Tuesday, March 9, 2010
From the book “Great American Folklore” (p. 365-366. Compiled by Kemp P. Battle. Doubleday, New York, 1986):
If a turtle bites you, he won’t let go until he hears thunder.
If you lose your cows, get a daddy longlegs and ask him,” Where are my cows, ol’ daddy longlegs?” The first leg he lifts will tell you which way the cows went.
Never kill a toad. If you handle one, you’ll get warts.
It’s good to see a spider at night. “ If you expect to live and thrive, let the spider walk alive.”
If you see a spider come toward you in the morning, you’ll be in a fight before sundown.
If a cow chases you, by closing your fingers around your thumb and making a fist you’ll be safe.
Put a snake in a cider barrel and the cider will turn sweet.

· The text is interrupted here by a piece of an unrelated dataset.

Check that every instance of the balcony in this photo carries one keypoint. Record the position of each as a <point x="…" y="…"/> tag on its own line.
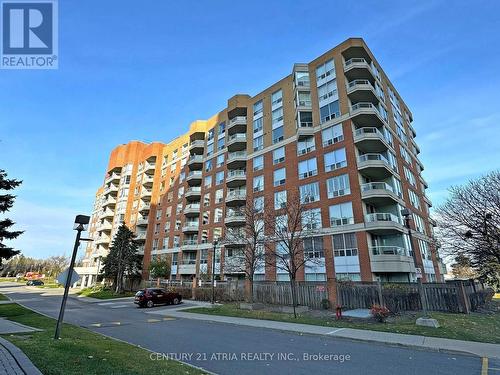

If a rooster crows at the back door, death is on its way; if it crows at the front door, you’ll have visitors.
If you hear the sounds of many animals, there’ll be rain.
If our cat dies and you get another one, give it the same name. The cat will bring luck to your family.
If you always scratch a dog where it can’t scratch itself, your dog will never run away from home.
If you want to stop a dog from howling, turn your shoes upside down.
A horseshoe over the door is good luck.
Whenever you sep a white horse, look over your shoulder and you’ll see old Mr. Devil.
If a person touches a bird’s egg, its mother will never return to the nest.
A white dove flying overhead is a good sign. A wood pecker near your house is an even better sign.
Salt a bird’s tail for a lifetime of good fortune.
It’s good luck when an animal follows you home.